5. Figuring out an eating schedule that works for me. Throughout most of my journey, I ate very little breakfast. In fact, my "breakfast" was just a 120 calorie fiber granola bar, with some snacks a few hours later before lunch. Even now I have a 250 calorie breakfast between 9 and 10 and don't eat lunch until 1-2. I also ate dinner late, after 8pm. So, pretty much breaking all the "rules" about when you should eat. But this worked out well for me. I found if I ate a bigger breakfast, I was more hungry throughout the day. Again, not everyone has these results.

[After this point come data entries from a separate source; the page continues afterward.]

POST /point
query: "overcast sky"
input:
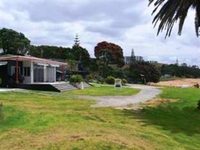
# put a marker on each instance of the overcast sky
(124, 22)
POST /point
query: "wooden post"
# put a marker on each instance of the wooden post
(17, 71)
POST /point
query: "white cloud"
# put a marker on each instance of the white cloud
(127, 23)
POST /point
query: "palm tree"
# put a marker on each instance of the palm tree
(171, 11)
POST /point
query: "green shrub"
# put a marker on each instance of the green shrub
(110, 80)
(90, 78)
(124, 81)
(76, 79)
(1, 111)
(198, 105)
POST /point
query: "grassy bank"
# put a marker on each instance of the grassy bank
(37, 120)
(106, 91)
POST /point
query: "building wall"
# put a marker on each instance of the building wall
(27, 79)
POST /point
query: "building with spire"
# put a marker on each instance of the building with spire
(77, 41)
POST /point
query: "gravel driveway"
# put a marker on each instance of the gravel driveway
(146, 93)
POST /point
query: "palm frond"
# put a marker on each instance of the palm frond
(169, 12)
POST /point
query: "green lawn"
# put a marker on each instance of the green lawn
(53, 121)
(106, 91)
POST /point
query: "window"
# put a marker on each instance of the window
(26, 71)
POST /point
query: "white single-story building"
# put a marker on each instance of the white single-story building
(15, 69)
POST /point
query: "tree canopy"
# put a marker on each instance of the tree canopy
(110, 52)
(13, 42)
(168, 12)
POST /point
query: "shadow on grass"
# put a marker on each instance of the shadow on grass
(177, 120)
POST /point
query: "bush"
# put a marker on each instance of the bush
(76, 79)
(90, 78)
(110, 80)
(198, 105)
(124, 81)
(1, 112)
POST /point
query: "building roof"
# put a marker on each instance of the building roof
(31, 59)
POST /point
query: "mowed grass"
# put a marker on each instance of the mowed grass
(53, 121)
(106, 91)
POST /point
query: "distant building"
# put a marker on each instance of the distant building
(133, 58)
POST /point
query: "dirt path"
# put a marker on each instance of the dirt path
(146, 93)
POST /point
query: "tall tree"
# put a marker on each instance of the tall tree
(171, 11)
(13, 42)
(109, 52)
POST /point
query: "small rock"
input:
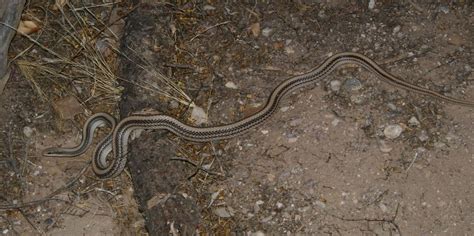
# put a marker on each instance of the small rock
(258, 233)
(256, 207)
(289, 50)
(255, 29)
(439, 145)
(352, 84)
(28, 131)
(67, 107)
(293, 140)
(199, 116)
(371, 4)
(296, 122)
(267, 219)
(392, 131)
(173, 104)
(456, 40)
(452, 138)
(383, 207)
(49, 221)
(266, 32)
(413, 122)
(231, 85)
(396, 29)
(384, 147)
(392, 107)
(335, 85)
(280, 205)
(423, 136)
(443, 9)
(223, 212)
(208, 8)
(320, 204)
(358, 99)
(468, 68)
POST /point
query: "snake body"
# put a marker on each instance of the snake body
(117, 142)
(95, 121)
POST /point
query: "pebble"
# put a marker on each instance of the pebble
(258, 233)
(199, 115)
(392, 131)
(396, 29)
(423, 136)
(256, 207)
(393, 107)
(335, 85)
(320, 204)
(293, 140)
(223, 212)
(267, 219)
(296, 122)
(413, 121)
(452, 138)
(266, 32)
(357, 99)
(231, 85)
(371, 4)
(439, 145)
(289, 50)
(352, 84)
(279, 205)
(255, 29)
(444, 9)
(28, 131)
(173, 104)
(209, 8)
(67, 107)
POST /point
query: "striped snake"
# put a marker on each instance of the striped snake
(117, 141)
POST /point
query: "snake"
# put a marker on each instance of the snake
(117, 141)
(95, 121)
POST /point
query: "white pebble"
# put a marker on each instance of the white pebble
(293, 140)
(384, 147)
(223, 212)
(28, 131)
(231, 85)
(396, 29)
(199, 115)
(392, 131)
(208, 8)
(335, 85)
(413, 121)
(266, 32)
(371, 4)
(280, 205)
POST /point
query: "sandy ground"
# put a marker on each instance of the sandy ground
(322, 164)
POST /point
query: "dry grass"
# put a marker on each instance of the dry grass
(76, 55)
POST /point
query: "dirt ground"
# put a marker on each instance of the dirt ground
(324, 164)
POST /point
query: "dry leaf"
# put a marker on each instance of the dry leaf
(59, 4)
(255, 28)
(27, 27)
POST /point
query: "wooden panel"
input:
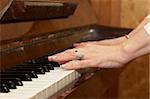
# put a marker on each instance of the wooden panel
(133, 12)
(121, 13)
(130, 82)
(107, 11)
(134, 80)
(83, 16)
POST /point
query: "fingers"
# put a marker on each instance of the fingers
(83, 44)
(77, 64)
(63, 57)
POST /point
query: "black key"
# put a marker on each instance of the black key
(23, 77)
(17, 81)
(32, 74)
(50, 66)
(37, 70)
(34, 66)
(54, 64)
(4, 88)
(11, 84)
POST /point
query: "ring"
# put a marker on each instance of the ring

6. Every now and then, just letting go. Over Christmas, we visited SO's family for a week. They are not healthy eaters. So, for that week, instead of stressing and agonizing and not enjoying myself, I just ate what they ate. I ate cookies, fried foods, everything. And you know what? I didn't gain anything...I felt like total crap and I think my digestive system wanted to kill me, but I didn't gain anything. I didn't lose, but I didn't gain. I got back on track after New Years, but those two weeks were a huge eye opener for me, sometimes you just have to enjoy life and what comes along with it.
Fitness Minutes: (35,001)
5,088 2/27/13 2:50 P
No specific diet for me, just continuously improving my diet over time and counting calories. It worked because I never deprived myself, I didn't go for a crazy quick fix to drop weight quickly and I knew how much I was eating. It took a long time but I've learned so much. Even though I reached my goal, I'm still making improvements to my diet and challenging myself with different workout routines.